CrossRef Reaches 1000 Member Milestone
Published:16 Dec.2010    Source:CrossRef.org

15 December 2010, Lynnfield, MA USA-CrossRef, the not-for-profit association of scholalry publishers that provides collaborative business and infrastructure services, has signed its 1000th voting member, St. Plum-Blossom Press of Melbourne, Australia. Voting members represent over 3200 publishers and societies that participate in CrossRef's Digital Object Identifier (DOI) reference linking system.

"CrossRef's membership is increasingly diverse," notes CrossRef Executive Director Edward Pentz. "Well over half of our participating publishers are not-for-profit. Most of our membership growth comes from small publishers all over the globe. In fact, our members now come from more than 50 countries. They employ all business models, from subscription access, to open access, to hybrid models."

CrossRef is working to expand its network of sponsoring organizations around the world as a way of improving services to smaller international publishers. A recent agreement with the Organization of Open Access Publishers (OASPA), and long-standing arrangements with respected organizations in the developing world and in Asia allow publishers served by these organizations to take advantage of CrossRef services at a lower cost and with local support. CrossRef is working to expand such relationships in other regions to provide better service.

Participation in CrossRef requires that publishers agree to assign CrossRef DOIs, which are persistent links, to their current journal content. Members also agree to incorporate outbound links in the references of their journal content to content from other members.
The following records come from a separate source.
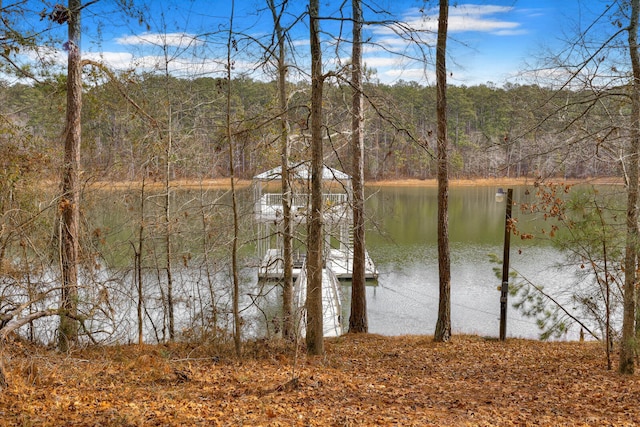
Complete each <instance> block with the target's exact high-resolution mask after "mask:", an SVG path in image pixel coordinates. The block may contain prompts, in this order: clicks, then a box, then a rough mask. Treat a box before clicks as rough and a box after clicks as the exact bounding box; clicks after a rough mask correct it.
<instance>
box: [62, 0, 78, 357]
mask: <svg viewBox="0 0 640 427" xmlns="http://www.w3.org/2000/svg"><path fill="white" fill-rule="evenodd" d="M68 6H69V16H68V18H69V20H68V28H69V41H68V51H69V55H68V59H67V123H66V129H65V143H64V170H63V178H62V197H61V198H60V204H59V211H60V214H61V221H60V250H61V253H60V261H61V270H62V295H61V296H62V300H61V308H62V310H61V312H60V326H59V329H58V348H59V349H60V350H61V351H68V350H69V348H70V346H71V345H72V344H73V343H75V342H76V341H77V339H78V322H77V320H76V319H77V310H78V235H79V230H80V183H79V180H80V141H81V138H80V136H81V130H82V128H81V121H80V120H81V115H82V66H81V57H80V8H81V2H80V0H69V5H68Z"/></svg>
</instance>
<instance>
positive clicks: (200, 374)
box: [0, 335, 640, 426]
mask: <svg viewBox="0 0 640 427" xmlns="http://www.w3.org/2000/svg"><path fill="white" fill-rule="evenodd" d="M9 347H12V348H7V349H6V350H5V354H4V361H5V365H6V368H7V371H8V374H9V377H10V385H9V387H8V388H6V389H5V390H4V391H1V392H0V424H1V425H19V426H30V425H34V426H62V425H64V426H153V425H162V426H165V425H171V426H174V425H175V426H178V425H180V426H183V425H184V426H188V425H193V426H259V425H262V426H316V425H317V426H372V425H385V426H387V425H388V426H430V425H433V426H447V425H450V426H461V425H505V426H507V425H518V426H529V425H531V426H533V425H554V426H557V425H568V426H574V425H589V426H591V425H592V426H609V425H614V426H624V425H628V426H631V425H637V424H640V377H638V376H630V377H625V376H621V375H619V374H617V373H616V372H615V366H614V370H613V371H607V370H606V360H605V355H604V351H603V349H602V347H601V346H600V344H597V343H577V342H576V343H541V342H536V341H524V340H508V341H507V342H505V343H501V342H498V341H494V340H486V339H483V338H480V337H467V336H456V337H454V338H453V340H452V342H450V343H447V344H438V343H434V342H433V340H432V338H431V337H380V336H376V335H357V336H345V337H341V338H338V339H331V340H327V342H326V355H325V356H322V357H310V356H306V355H304V352H302V351H301V352H299V354H298V355H297V357H296V355H294V354H293V353H292V350H291V349H285V348H284V347H281V346H278V345H276V344H274V343H272V342H262V343H257V344H251V345H247V348H246V353H247V354H246V355H245V357H244V358H243V359H242V360H241V361H237V360H235V359H234V358H232V357H229V356H216V355H215V354H212V351H211V350H206V349H203V348H197V347H195V348H194V347H187V346H146V347H143V348H138V347H137V346H122V347H99V348H90V349H84V350H82V351H77V352H74V353H72V354H71V355H60V354H58V353H55V352H52V351H44V350H38V349H33V348H29V347H27V346H26V345H24V344H10V345H9ZM614 360H615V358H614Z"/></svg>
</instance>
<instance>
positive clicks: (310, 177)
mask: <svg viewBox="0 0 640 427" xmlns="http://www.w3.org/2000/svg"><path fill="white" fill-rule="evenodd" d="M289 173H290V174H291V175H292V177H293V178H297V179H303V180H307V181H308V180H310V179H311V166H310V163H309V162H301V163H298V164H296V165H294V166H292V167H291V170H290V171H289ZM280 178H282V167H281V166H278V167H276V168H273V169H271V170H268V171H265V172H262V173H261V174H258V175H256V176H254V177H253V179H254V180H256V181H273V180H275V179H280ZM350 179H351V176H349V175H347V174H346V173H344V172H341V171H339V170H337V169H334V168H330V167H328V166H323V167H322V180H323V181H348V180H350Z"/></svg>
CrossRef provides both the business and technological infrastructure to make reference linking possible among scholarly publishers, to the benefit of the researcher.

Many members go far beyond the minimum requirement of linking current journals by assigning CrossRef DOIs to and creating reference links from other types of content, such as book titles and chapters, conference proceedings, and components like tables, images, and supplementary data.

CrossRef's services extend beyond reference linking, the service created by the organization in 1999. CrossRef also provides content discovery through an OpenURL interface to allow libraries to look up CrossRef DOIs and bibliographic metadata at no charge. It aids discovery and analysis of scholarly content by licensing bibliographic metadata to secondary publishers and providers of research tools through CrossRef Metadata Services. CrossRef also provides Cited-by Linking, showing readers what subsequently published content has cited a particular document.

CrossRef's newest service, CrossCheck, allows publishers to screen submissions for duplication against other scholarly and web content. The plagiarism screening tool, powered by iThenticate, has prevented numerous members from inadvertently publishing plagiarized content.

CrossRef will soon launch the CrossMark service, which will help researchers identify the provenance of scholarly literature on the web and to easily determine if documents have been updated since published.

About CrossRef
CrossRef (http://www.crossref.org) is a not-for-profit membership association of publishers. Since its founding in 1999, CrossRef has provided reference linking services for 44 million content items, including journal articles, conference proceedings, books, book chapters, reference entries, technical reports, standards, and data sets. CrossRef's goal is to be a trusted collaborative organization with broad community connections; authoritative and innovative in support of a persistant, sustainable infrastructure for scholarly communication.